Researchers have worked out an estimate for the number ofaround Earth — and the total is "astounding."
Scientists at the University of Hong Kong say there are 20,000,000,000,000,000 — that's 20 quadrillion — of the critters around the globe. The combined weight of those ants is more than all of the wild birds and mammals on the planet.
The weight is also equal to about one-fifth of the total weight of humans. Scientists say the findings, published Monday in the peer-reviewed Proceedings of the National Academy of Sciences, are "conservative."
Ants are present in nearly all ecosystems around the planet, thanks to their extremely social nature. At the moment, there are more than 15,700 named species and subspecies, but there are many others not yet named.
To come up with the total, researchers analyzed 489 studies from around the world, spanning all continents and major habitats. Other scientists had the tedious task of directly observing and counting ants through traps and leaf samples — and then their research was combined to reach the 20,000,000,000,000,000 estimate.

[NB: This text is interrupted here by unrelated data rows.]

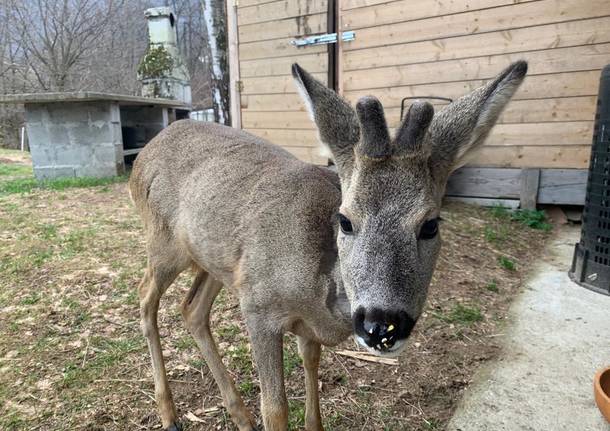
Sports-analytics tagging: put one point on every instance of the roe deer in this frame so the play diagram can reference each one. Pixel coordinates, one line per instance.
(307, 251)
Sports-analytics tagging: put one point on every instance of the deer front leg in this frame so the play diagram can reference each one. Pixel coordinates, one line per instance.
(196, 312)
(310, 352)
(267, 343)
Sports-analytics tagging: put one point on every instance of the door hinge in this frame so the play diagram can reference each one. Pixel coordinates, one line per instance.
(323, 39)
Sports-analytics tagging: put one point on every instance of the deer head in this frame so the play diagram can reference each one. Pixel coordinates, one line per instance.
(388, 223)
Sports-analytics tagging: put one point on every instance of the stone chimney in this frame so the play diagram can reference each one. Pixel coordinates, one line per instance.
(162, 71)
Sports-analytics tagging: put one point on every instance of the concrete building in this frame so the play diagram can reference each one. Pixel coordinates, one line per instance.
(173, 83)
(84, 134)
(87, 134)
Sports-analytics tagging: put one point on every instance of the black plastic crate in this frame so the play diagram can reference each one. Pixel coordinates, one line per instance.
(591, 264)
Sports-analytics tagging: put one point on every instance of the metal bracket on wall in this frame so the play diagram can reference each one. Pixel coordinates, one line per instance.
(323, 39)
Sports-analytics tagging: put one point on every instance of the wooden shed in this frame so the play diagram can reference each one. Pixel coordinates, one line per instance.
(419, 48)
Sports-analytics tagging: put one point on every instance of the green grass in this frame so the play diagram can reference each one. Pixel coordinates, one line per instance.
(247, 388)
(534, 219)
(507, 264)
(14, 170)
(229, 332)
(27, 185)
(186, 343)
(461, 314)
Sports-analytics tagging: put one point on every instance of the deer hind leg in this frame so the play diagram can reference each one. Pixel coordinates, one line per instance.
(196, 311)
(310, 352)
(155, 282)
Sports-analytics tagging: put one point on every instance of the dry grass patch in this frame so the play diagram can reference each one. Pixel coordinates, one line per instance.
(72, 357)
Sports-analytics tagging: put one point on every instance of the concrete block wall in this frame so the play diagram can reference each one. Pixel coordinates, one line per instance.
(152, 119)
(81, 139)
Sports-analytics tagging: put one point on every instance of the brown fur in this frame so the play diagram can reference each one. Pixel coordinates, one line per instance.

Scientists say that's between two and 20 times higher than prior estimates.
Researchers also wanted to work out the total weight of all the ants. They concluded an estimated "biomass" of about 12 million tons of carbon. But carbon only makes up about half the dry weight of an ant — meaning that the total mass is likely even higher.
Researchers found ants are not evenly distributed around the planet; rather, they peak in the tropics, highlighting the importance of those regions as the climate changes. They were also abundant in both forests and arid regions.
All of these ants, of course, serve a crucial role in our ecosystems. The insects aerate the soil, spread seeds, break down organic material and create habitats for other animals. They are also an important part of the food chain, scientists note, and can be more effective than pesticides for farmers.
Some animal species are unable to survive without ants, including some birds, which rely on them to find prey, and countless plant species that either feed or house the insects in exchange for protection or spreading of seeds.
But they are under severe threat, due to habitat destruction and fragmentation, chemical use, invasive species and climate change.
"It's in humanity's interest to monitor ant populations," scientists say. "Counting ants is not difficult, and citizen scientists from all over the world could help investigate how these important animals are faring at a time of great environmental change."
Scientists admitted that there were several limitations to the findings, however. The locations from their samples were not evenly distributed in terms of geographic regions, and most were collected from the ground, leaving much to be learned about populations in trees or underground.
But researchers still hope these findings can provide a critical baseline from which ant populations can be monitored in the future, amid concerning environmental changes.